Zwei Briefe gaben schliesslich den Ausschlag, es doch zu tun. Sie stammten vom Roten Kreuz aus Genf und waren wie Hunderte anderer Schreiben Anfang des Zweiten Weltkriegs an das sowjetische Aussenministerium gerichtet. Das IKRK erbat damals Auskünfte über Listen von Verletzten und Kriegsgefangenen und bot zugleich Hilfe an. Die Anfragen aber blieben nahezu alle unbeantwortet. Die Sowjetunion foutierte sich um die Völkerrechte, sie hatte kein Interesse daran, ihre gefangenen Soldaten wieder zurück in die Heimat zu holen. Diese galten dort sowieso als Verräter.
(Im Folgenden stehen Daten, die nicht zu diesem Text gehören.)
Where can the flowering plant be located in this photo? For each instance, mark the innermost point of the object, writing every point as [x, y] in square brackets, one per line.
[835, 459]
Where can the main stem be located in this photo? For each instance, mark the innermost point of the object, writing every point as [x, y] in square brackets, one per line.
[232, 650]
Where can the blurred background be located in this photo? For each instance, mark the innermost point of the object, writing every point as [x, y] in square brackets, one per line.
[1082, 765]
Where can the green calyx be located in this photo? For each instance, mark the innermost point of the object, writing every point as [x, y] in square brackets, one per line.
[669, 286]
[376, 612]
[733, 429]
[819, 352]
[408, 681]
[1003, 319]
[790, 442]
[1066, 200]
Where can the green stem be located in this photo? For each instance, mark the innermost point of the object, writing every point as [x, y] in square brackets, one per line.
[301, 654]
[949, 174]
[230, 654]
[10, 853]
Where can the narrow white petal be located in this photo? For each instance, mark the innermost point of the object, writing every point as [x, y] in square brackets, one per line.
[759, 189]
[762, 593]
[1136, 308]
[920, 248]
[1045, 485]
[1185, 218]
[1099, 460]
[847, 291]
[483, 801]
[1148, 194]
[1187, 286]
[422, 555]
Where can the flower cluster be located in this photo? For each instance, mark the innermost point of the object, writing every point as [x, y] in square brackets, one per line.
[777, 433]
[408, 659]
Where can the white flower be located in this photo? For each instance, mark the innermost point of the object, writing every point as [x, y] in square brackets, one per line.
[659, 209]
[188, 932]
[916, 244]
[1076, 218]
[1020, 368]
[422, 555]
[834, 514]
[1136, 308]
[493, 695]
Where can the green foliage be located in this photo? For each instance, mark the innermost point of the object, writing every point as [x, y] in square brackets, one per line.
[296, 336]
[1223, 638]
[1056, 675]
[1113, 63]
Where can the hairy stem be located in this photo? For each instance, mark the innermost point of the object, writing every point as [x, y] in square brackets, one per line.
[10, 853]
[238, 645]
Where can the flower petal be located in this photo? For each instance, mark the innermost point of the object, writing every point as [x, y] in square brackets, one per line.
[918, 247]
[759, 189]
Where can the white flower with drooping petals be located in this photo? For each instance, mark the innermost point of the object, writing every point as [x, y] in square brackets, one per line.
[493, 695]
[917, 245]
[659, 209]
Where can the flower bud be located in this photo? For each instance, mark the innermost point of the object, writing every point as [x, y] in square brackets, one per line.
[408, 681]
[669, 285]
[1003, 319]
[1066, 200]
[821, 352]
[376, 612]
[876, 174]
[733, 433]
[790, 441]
In seinem Roman «Rote Kreuze» erzählt Sasha Filipenko davon durch die Geschichte von Tatjana Alexejewna: Sie ist über 90 und leidet an Alzheimer. Bevor sie ihr Gedächtnis ganz verliert, schildert sie ihrem neuen Nachbarn Alexander ihr trauriges Leben. Sie bezeichnet es als «eine Biografie der Angst», die aufzeigt, «wie das Grauen einen Menschen unvermittelt packt und sein ganzes Leben verändert».
Das historische Gedächtnis geht verloren
Als junge Frau arbeitet Tatjana als Fremdsprachensekretärin im Volkskommissariat für Auswärtiges. Dort kommt sie 1941 arg in Bedrängnis, als ihr Mann Ljoscha in Kriegsgefangenschaft gerät. Der Versuch, sich und Ljoscha zu retten, misslingt. Tatjana wird als Verräterin abgestempelt und erfährt den Terror des Regimes am eigenen Leib.
Erinnern und Vergessen sind Sasha Filipenkos grosse Themen in seinem fünften Roman «Rote Kreuze», der nun als erstes seiner Werke auf Deutsch erscheint. «Sowohl in Russland als auch in meinem Heimatland Weissrussland neigt heute nicht nur die Gesellschaft dazu, die Grausamkeiten des 20. Jahrhunderts zu vergessen, sondern – und das ist weitaus gefährlicher – der Staat trifft bewusst Massnahmen, um diese Erinnerung auszulöschen», betont der Autor in einem Interview. Diesem Umstand will Filipenko mit Tatjanas Geschichte entgegenwirken.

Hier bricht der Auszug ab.